Barges were pulled by big draught horses being led along the tow path, which were detached before Queen Street and led to the towpath on the other side. We realised there must be a tunnel under the street, but how did the barges keep moving while in the tunnel?
It was a question that perplexed me for years while still too young to be allowed on to a potentially dangerous canal towpath without an adult. But then came a day when I ventured there with my cousin, Peter, and found the answer: there were heavy, and rusty, chains embedded into the walls of the tunnel and the bargees simply pulled the barge along.
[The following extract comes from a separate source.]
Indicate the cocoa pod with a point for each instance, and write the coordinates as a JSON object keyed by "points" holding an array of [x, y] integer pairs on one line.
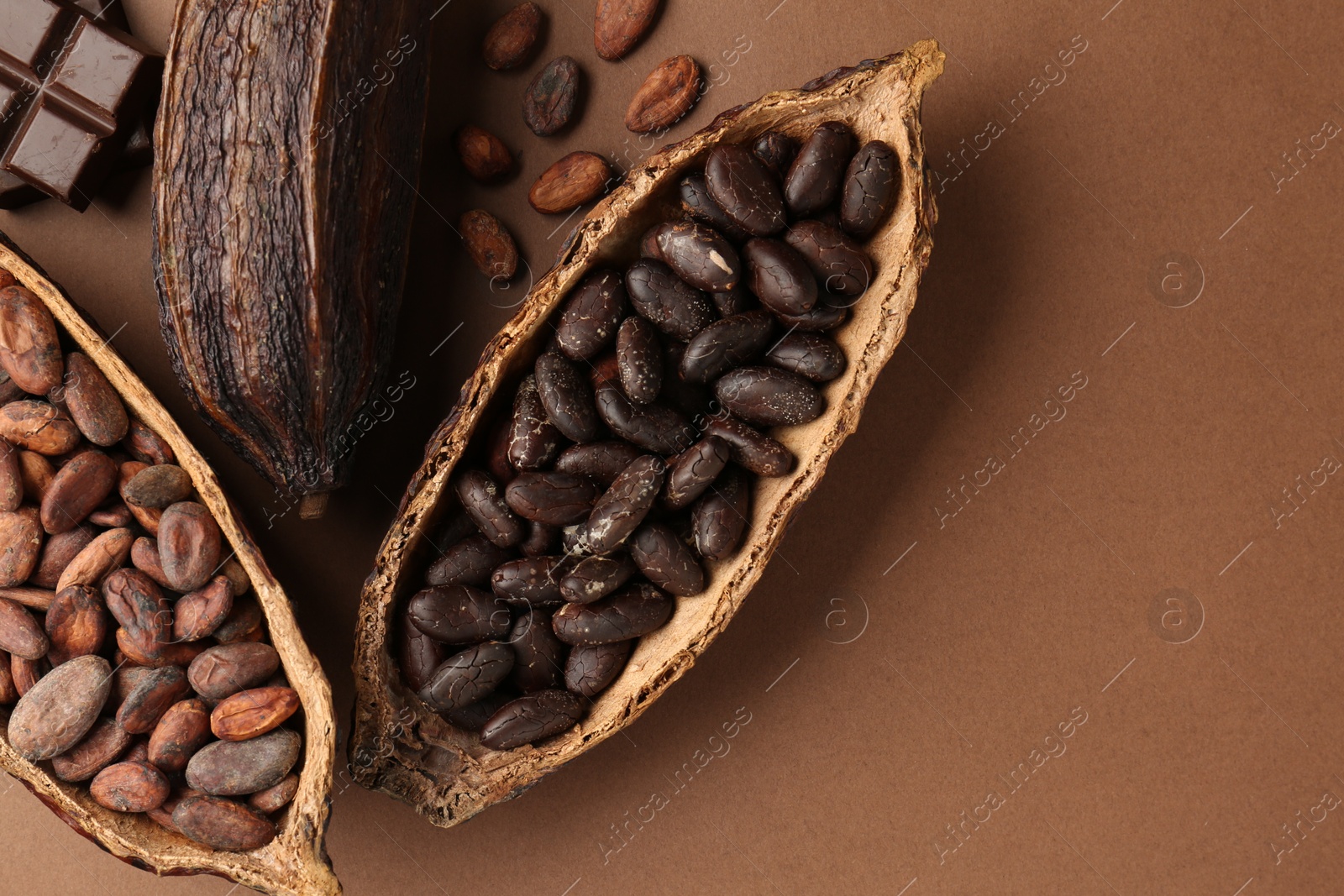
{"points": [[188, 546], [575, 179], [30, 349], [250, 714], [490, 244], [60, 708], [129, 786]]}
The canal became a part of young life in the late 1930s and early 1940s. My father, Thomas Arthur 'Doc' Williams (pictured above), was a strong swimmer as a young man. He had received a Royal Humane Society certificate for saving the lives of two children who fallen into the canal: it vanished one day from my mother's home when she was living alone and very elderly, to the great regret of my brother and myself.
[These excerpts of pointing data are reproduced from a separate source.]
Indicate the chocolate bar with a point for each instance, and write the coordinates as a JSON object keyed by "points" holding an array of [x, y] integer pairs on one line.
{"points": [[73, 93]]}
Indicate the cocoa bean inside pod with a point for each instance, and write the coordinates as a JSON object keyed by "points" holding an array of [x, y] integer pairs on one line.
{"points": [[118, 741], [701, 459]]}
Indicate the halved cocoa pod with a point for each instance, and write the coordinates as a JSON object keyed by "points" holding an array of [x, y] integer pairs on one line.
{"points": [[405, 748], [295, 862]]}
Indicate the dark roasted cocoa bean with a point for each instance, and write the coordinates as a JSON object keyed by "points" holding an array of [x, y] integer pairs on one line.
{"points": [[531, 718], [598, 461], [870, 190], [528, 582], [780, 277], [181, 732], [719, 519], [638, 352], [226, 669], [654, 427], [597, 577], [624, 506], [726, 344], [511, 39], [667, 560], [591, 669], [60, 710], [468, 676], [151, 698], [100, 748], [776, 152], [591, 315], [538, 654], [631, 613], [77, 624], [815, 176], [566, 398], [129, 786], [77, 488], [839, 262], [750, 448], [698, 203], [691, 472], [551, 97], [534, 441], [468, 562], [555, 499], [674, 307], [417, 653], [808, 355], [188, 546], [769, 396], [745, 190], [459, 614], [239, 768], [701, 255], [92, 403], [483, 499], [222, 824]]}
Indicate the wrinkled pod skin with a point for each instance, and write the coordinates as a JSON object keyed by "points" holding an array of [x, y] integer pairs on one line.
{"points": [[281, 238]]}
Cousin Peter used the canal for pocket money, coaxing American servicemen during the war to throw silver coins into the canal from a bridge across the road from Cardiff castle, which he would retrieve, always emerging from the water with a coin in his mouth. Did the relentless diving and swimming in cold water eventually lead to the bad arthritis that affected him in later life?
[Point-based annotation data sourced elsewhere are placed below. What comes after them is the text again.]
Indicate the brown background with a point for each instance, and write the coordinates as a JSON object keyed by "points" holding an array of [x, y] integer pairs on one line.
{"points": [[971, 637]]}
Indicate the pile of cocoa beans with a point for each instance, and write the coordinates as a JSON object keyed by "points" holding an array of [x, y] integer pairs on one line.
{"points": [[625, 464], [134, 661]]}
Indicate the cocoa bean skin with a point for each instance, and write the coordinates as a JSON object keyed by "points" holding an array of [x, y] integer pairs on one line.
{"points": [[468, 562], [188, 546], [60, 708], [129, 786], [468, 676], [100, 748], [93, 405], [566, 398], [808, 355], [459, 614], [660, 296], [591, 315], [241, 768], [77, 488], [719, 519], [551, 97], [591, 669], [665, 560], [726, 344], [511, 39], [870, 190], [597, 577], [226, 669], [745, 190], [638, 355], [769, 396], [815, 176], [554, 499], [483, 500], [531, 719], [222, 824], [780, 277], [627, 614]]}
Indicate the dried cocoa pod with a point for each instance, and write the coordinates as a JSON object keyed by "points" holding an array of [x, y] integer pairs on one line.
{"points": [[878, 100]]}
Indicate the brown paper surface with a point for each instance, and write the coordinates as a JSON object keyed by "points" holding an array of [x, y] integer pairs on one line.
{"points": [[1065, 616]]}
We used to swim in it in the summer, although it was full of urban deritrus, and black with coal dust. There were patches of warm and cold water. Sometimes we were so cold coming out of the water that we would light a fire for warmth.
We also swam at timber floats off upper Bute Street, not far from the canal, but there was greater danger, with big pieces of timber lashed together like rafts; we worried we would find ourselves trapped under the timber and unable to find a way out.
Sometimes we would lash timber together ourselves and go cruising precariously down the canal, like latter-day Huckleberry Finns. It was not easy as the logs were unstable but we came to no mishap until the day that a friend, Howard Knott, fell in.
He and all his clothes were soaking wet and he was afraid of his father, a strict disciplinarian. He had had firm instructions not to go near the canal. We found old newspapers, cardboard and wood - there was always rubbish along the canal bank - and lit a fire under a bridge near the Hayes.
Howard took off his clothes and stood shivering while we tried to dry them. Eventually he had to put them on, still damp. We told him they would be dry by the time he got home. He walked into his house, uncertainly, but feeling he and his clothes showed no evidence of the wetting. He said his father took one look at him and said: "You fell into the canal."